[PATCH] libdw: add thread-safety to dwarf_getabbrev()

Sun Aug 25 01:11:00 GMT 2019

On Sat, Aug 24, 2019 at 6:24 PM, Mark Wielaard <mark@klomp.org> wrote:
> Hi,
> 
> On Fri, Aug 16, 2019 at 02:24:28PM -0500, Jonathon Anderson wrote:
>>  2. Adding a lock & array structure to the memory manager 
>> (pseudo-TLS)
>>    (libdwP.h, libdw_alloc.c)
> 
> Specifically concentrating on this part.
> 
>>  diff --git a/libdw/ChangeLog b/libdw/ChangeLog
>>  index bf1f4857..87abf7a7 100644
>>  --- a/libdw/ChangeLog
>>  +++ b/libdw/ChangeLog
>>  @@ -1,3 +1,12 @@
>>  +2019-08-15  Jonathon Anderson  <jma14@rice.edu>
>>  +
>>  +	* libdw_alloc.c (__libdw_allocate): Added thread-safe stack 
>> allocator.
>>  +	* libdwP.h (Dwarf): Likewise.
>>  +	* dwarf_begin_elf.c (dwarf_begin_elf): Support for above.
>>  +	* dwarf_end.c (dwarf_end): Likewise.
>>  [...]
>>  +	* Makefile.am: Link -lpthread to provide rwlocks.
> 
>>  diff --git a/libdw/Makefile.am b/libdw/Makefile.am
>>  index 7a3d5322..6d0a0187 100644
>>  --- a/libdw/Makefile.am
>>  +++ b/libdw/Makefile.am
>>  @@ -108,7 +108,7 @@ am_libdw_pic_a_OBJECTS = 
>> $(libdw_a_SOURCES:.c=.os)
>>  libdw_so_LIBS = libdw_pic.a ../libdwelf/libdwelf_pic.a \
>>  	  ../libdwfl/libdwfl_pic.a ../libebl/libebl.a
>>  libdw_so_DEPS = ../lib/libeu.a ../libelf/libelf.so
>>  -libdw_so_LDLIBS = $(libdw_so_DEPS) -ldl -lz $(argp_LDADD) 
>> $(zip_LIBS)
>>  +libdw_so_LDLIBS = $(libdw_so_DEPS) -ldl -lz $(argp_LDADD) 
>> $(zip_LIBS)
>>  -lpthread
>>  libdw_so_SOURCES =
>>  libdw.so$(EXEEXT): $(srcdir)/libdw.map $(libdw_so_LIBS) 
>> $(libdw_so_DEPS)
>>  # The rpath is necessary for libebl because its $ORIGIN use will
> 
> Do we also need -pthread for CFLAGS?

Yep, that would be the smart thing to do.
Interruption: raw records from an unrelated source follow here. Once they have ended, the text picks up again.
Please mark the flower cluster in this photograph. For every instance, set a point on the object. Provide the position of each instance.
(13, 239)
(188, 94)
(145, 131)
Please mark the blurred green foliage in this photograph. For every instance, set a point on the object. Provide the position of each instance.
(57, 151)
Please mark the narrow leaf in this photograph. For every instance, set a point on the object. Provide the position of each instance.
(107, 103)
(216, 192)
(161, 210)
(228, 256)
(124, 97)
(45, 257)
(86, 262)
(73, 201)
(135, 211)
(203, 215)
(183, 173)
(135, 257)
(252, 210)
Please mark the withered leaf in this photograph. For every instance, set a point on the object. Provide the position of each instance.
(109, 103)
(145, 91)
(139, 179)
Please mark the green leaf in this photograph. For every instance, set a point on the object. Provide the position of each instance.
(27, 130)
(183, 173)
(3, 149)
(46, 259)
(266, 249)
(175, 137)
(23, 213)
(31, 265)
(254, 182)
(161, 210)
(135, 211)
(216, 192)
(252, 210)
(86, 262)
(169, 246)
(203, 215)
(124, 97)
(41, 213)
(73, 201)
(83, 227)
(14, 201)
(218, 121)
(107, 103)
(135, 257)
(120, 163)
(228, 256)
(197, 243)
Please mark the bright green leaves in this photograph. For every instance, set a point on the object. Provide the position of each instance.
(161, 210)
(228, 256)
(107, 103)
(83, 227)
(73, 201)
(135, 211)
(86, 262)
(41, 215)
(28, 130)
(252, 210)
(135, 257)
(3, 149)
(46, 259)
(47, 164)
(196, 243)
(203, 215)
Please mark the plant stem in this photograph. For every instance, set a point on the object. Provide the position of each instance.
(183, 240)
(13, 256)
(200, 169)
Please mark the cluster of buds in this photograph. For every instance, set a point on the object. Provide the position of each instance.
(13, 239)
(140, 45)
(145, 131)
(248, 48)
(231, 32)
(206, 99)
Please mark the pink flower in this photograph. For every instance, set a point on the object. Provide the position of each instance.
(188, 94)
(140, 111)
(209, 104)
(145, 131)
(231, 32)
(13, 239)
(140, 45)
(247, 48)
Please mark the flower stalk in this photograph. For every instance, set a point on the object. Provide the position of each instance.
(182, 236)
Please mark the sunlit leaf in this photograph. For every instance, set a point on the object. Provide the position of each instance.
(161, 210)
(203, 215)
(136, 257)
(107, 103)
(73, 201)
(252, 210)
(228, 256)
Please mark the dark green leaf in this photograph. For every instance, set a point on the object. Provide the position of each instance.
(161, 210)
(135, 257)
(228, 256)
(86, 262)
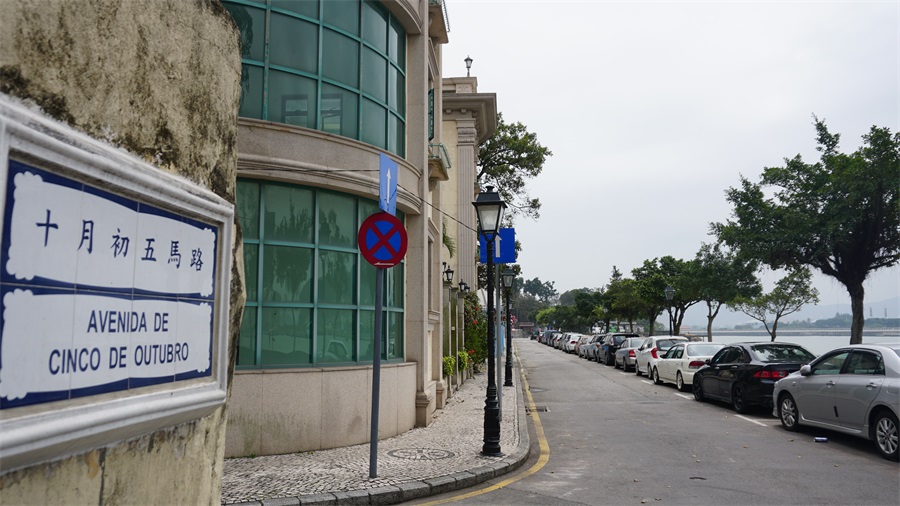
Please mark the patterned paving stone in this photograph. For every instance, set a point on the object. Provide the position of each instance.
(450, 444)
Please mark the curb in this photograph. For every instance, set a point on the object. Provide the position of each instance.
(418, 489)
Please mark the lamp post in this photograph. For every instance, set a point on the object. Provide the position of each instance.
(509, 277)
(489, 210)
(670, 293)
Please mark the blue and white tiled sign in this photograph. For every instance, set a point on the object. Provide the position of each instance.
(100, 293)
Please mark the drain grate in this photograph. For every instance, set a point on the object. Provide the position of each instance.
(421, 454)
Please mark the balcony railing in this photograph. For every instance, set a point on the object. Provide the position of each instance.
(438, 163)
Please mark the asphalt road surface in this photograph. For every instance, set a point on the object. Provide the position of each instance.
(615, 438)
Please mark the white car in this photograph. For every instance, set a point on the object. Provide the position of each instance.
(571, 342)
(679, 363)
(653, 348)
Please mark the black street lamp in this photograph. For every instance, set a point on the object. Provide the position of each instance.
(670, 293)
(489, 209)
(448, 274)
(509, 277)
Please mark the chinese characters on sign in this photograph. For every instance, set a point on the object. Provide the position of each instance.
(100, 293)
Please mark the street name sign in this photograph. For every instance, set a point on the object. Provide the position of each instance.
(114, 287)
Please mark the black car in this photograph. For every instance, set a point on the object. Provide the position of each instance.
(606, 353)
(744, 374)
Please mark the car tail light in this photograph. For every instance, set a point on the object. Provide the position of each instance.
(766, 374)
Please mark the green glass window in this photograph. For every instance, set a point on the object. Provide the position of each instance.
(251, 91)
(310, 294)
(363, 54)
(308, 8)
(294, 43)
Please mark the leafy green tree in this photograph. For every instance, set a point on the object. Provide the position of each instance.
(840, 215)
(649, 285)
(507, 160)
(651, 280)
(543, 291)
(791, 293)
(721, 277)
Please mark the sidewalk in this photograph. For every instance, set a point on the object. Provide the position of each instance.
(442, 457)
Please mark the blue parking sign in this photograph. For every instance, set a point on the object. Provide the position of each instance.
(504, 247)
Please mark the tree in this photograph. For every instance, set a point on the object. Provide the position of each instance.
(840, 215)
(721, 278)
(543, 291)
(507, 160)
(790, 294)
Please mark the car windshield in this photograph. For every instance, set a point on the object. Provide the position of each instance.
(701, 350)
(781, 353)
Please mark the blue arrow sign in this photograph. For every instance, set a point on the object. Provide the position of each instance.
(387, 185)
(504, 247)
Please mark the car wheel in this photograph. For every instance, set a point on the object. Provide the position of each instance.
(738, 402)
(679, 382)
(886, 435)
(787, 412)
(698, 389)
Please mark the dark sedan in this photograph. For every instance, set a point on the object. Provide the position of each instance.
(606, 353)
(744, 374)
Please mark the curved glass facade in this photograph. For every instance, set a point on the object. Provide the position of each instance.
(310, 293)
(338, 66)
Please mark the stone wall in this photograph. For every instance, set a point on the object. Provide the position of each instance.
(160, 79)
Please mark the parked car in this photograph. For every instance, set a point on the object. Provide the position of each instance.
(681, 361)
(581, 347)
(744, 374)
(650, 351)
(853, 389)
(627, 352)
(596, 341)
(570, 341)
(606, 353)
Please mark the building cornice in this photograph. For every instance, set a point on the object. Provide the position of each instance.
(481, 106)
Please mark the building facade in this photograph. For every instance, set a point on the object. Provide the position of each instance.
(328, 88)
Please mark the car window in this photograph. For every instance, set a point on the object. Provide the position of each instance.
(726, 356)
(830, 364)
(782, 353)
(700, 350)
(865, 362)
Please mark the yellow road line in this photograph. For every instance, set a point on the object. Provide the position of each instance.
(542, 460)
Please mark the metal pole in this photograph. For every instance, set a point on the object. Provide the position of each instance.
(508, 382)
(491, 408)
(498, 347)
(376, 374)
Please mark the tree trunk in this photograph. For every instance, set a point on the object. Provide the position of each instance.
(857, 297)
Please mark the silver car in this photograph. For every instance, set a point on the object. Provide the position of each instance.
(854, 389)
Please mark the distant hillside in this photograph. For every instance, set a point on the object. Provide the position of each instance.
(695, 319)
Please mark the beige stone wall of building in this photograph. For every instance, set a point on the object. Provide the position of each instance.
(159, 79)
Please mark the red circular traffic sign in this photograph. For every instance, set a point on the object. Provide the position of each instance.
(382, 240)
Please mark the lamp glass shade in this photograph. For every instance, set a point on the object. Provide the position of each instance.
(489, 207)
(509, 276)
(670, 292)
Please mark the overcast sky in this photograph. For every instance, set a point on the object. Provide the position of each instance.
(653, 109)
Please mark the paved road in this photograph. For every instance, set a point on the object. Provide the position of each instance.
(615, 438)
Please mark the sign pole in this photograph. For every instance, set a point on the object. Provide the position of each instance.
(376, 374)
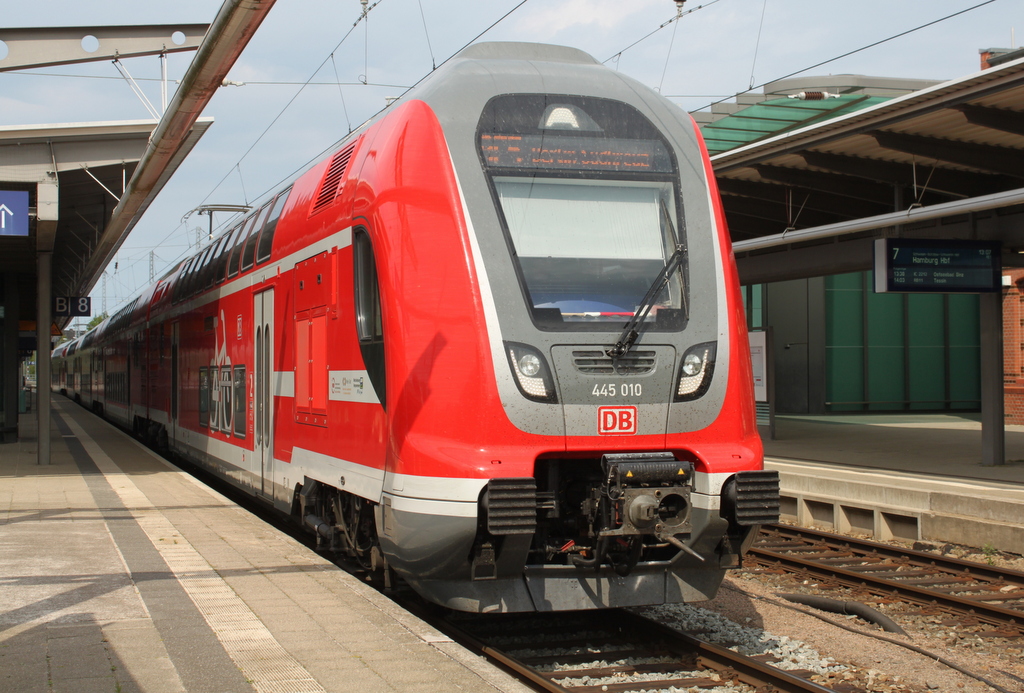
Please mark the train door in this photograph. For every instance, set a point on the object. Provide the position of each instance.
(262, 388)
(173, 423)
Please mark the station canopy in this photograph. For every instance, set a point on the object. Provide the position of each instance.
(832, 174)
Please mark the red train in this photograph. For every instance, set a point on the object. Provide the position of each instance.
(494, 343)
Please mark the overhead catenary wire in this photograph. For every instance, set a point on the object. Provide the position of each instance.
(238, 164)
(678, 16)
(757, 43)
(433, 62)
(854, 51)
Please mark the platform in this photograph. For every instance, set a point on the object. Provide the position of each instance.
(906, 476)
(121, 573)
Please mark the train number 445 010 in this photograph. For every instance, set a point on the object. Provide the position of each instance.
(613, 390)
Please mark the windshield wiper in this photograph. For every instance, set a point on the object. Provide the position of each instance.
(632, 330)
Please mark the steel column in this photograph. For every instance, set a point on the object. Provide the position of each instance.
(43, 321)
(992, 431)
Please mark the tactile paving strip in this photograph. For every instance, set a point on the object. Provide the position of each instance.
(253, 648)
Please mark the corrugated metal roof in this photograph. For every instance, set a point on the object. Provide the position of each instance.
(953, 140)
(778, 115)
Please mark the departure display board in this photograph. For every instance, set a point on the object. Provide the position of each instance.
(912, 265)
(567, 152)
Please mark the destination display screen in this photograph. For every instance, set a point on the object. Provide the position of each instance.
(908, 265)
(573, 153)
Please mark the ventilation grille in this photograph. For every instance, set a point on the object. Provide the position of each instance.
(757, 497)
(511, 506)
(332, 181)
(596, 362)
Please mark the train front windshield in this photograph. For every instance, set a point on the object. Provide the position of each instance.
(587, 193)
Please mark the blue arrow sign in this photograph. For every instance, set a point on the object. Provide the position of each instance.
(13, 213)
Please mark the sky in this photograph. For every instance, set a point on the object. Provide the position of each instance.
(272, 127)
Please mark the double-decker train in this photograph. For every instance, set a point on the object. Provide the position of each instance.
(493, 344)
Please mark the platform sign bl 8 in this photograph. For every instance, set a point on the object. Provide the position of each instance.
(74, 306)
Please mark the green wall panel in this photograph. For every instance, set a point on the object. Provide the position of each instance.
(921, 348)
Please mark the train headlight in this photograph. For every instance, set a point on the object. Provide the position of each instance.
(694, 376)
(531, 374)
(692, 364)
(529, 365)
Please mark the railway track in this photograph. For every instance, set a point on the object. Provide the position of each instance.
(615, 651)
(969, 591)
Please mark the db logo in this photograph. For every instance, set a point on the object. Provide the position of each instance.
(616, 421)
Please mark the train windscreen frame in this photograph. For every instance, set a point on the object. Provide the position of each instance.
(587, 190)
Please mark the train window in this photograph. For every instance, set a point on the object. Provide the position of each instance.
(206, 279)
(225, 252)
(175, 292)
(369, 319)
(368, 312)
(196, 285)
(224, 401)
(249, 252)
(266, 239)
(240, 401)
(232, 262)
(589, 234)
(204, 396)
Will be handled in the next 
version of the patch (once I figure out how to autotools...).

> 
>>  diff --git a/libdw/dwarf_begin_elf.c b/libdw/dwarf_begin_elf.c
>>  index 38c8f5c6..b3885bb5 100644
>>  --- a/libdw/dwarf_begin_elf.c
>>  +++ b/libdw/dwarf_begin_elf.c
>>  @@ -417,11 +417,14 @@ dwarf_begin_elf (Elf *elf, Dwarf_Cmd cmd, 
>> Elf_Scn
>>  *scngrp)
>>    /* Initialize the memory handling.  */
>>    result->mem_default_size = mem_default_size;
>>    result->oom_handler = __libdw_oom;
>>  -  result->mem_tail = (struct libdw_memblock *) (result + 1);
>>  -  result->mem_tail->size = (result->mem_default_size
>>  -			    - offsetof (struct libdw_memblock, mem));
>>  -  result->mem_tail->remaining = result->mem_tail->size;
>>  -  result->mem_tail->prev = NULL;
>>  +  pthread_rwlock_init(&result->mem_rwl, NULL);
>>  +  result->mem_stacks = 1;
>>  +  result->mem_tails = malloc (sizeof (struct libdw_memblock *));
>>  +  result->mem_tails[0] = (struct libdw_memblock *) (result + 1);
>>  +  result->mem_tails[0]->size = (result->mem_default_size
>>  +			       - offsetof (struct libdw_memblock, mem));
>>  +  result->mem_tails[0]->remaining = result->mem_tails[0]->size;
>>  +  result->mem_tails[0]->prev = NULL;
> 
> Can't we just set mem_tails[0] = NULL?
> Wouldn't __libdw_alloc_tail () then initialize it?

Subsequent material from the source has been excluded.